Ambassador of Latvia to the United Nations
- Incumbent
- Assumed office 2023

Ambassador of Latvia to France
- In office 2010–2016

Ambassador of Latvia to the Netherlands
- In office 2008–2010

Personal details
- Born: 1972 (age 53–54)
- Party: People's Party
- Relatives: Daniels Pavļuts (brother)
- Alma mater: Latvian Academy of Culture Paris Institute of Political Studies
- Occupation: Diplomat, civil servant

= Sanita Pavļuta-Deslandes =

Latvian civil servant and diplomat

Sanita Pavļuta-Deslandes (born 1972) is a Latvian civil servant and diplomat, former ambassador to the Netherlands and France. Since 2023, she serves as ambassador of Latvia to the United Nations.

== Career ==
In 1995, she graduated from the Latvian Academy of Culture, and afterwards from the Paris Institute of Political Studies in 1998. Since 1995, she has worked at the Latvian Ministry of Foreign Affairs, serving as advisor to Prime Minister Aigars Kalvītis on European Union affairs (2005–2007). She was also an advisor at the Ministry of Education and Science (2006). In the 2006 parliamentary election, she unsuccessfully ran for a seat in parliament on the People's Party list.

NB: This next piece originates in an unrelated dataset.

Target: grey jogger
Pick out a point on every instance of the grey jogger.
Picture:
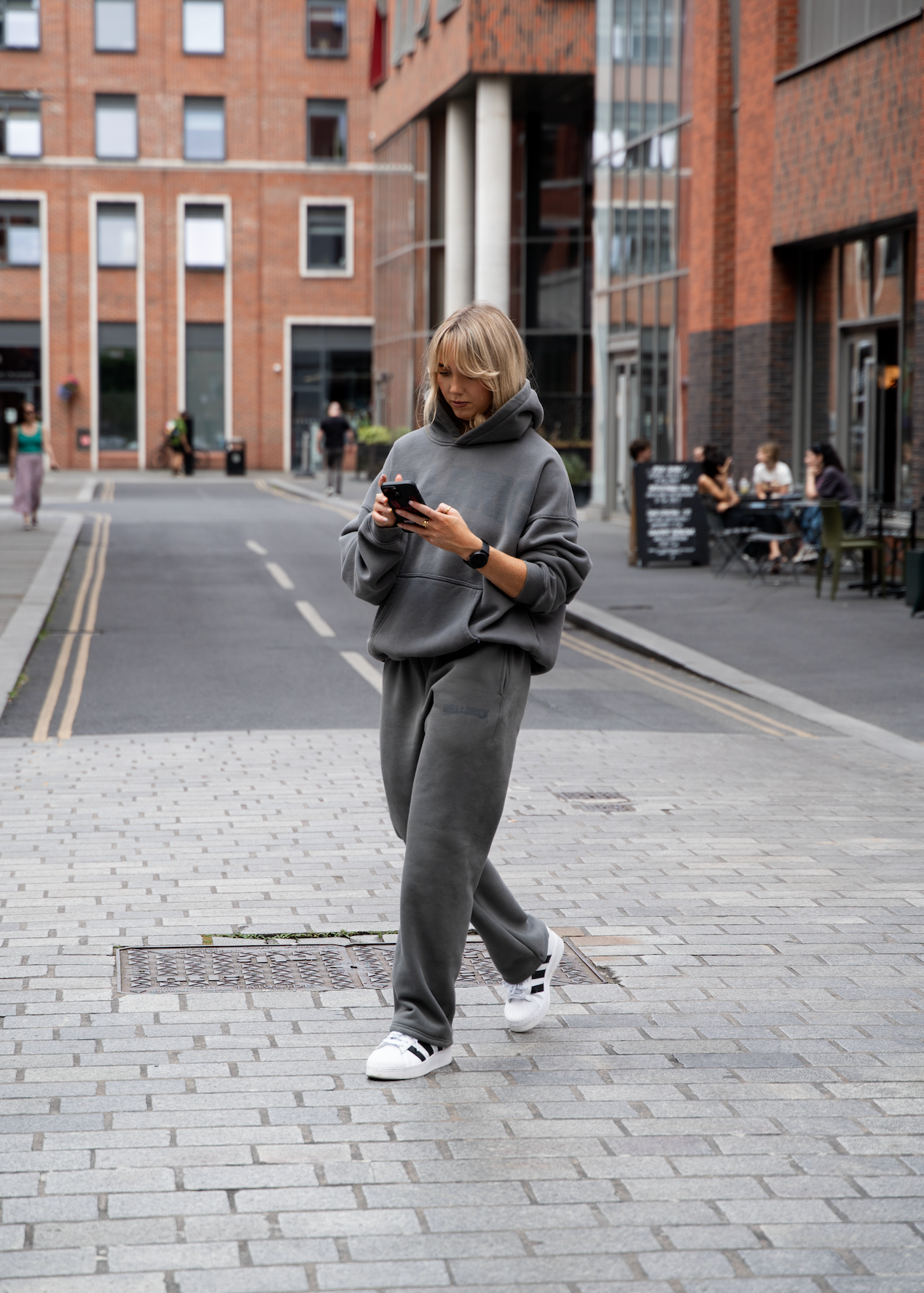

From 2008 to 2010, she served as ambassador to the Netherlands, and in 2010 she was appointed ambassador to France and to the International Organization of La Francophonie. She served in this capacity until 2016.

In 2023, she became Latvia's ambassador to the United Nations.

== Personal life ==
She is the sister of Daniels Pavļuts.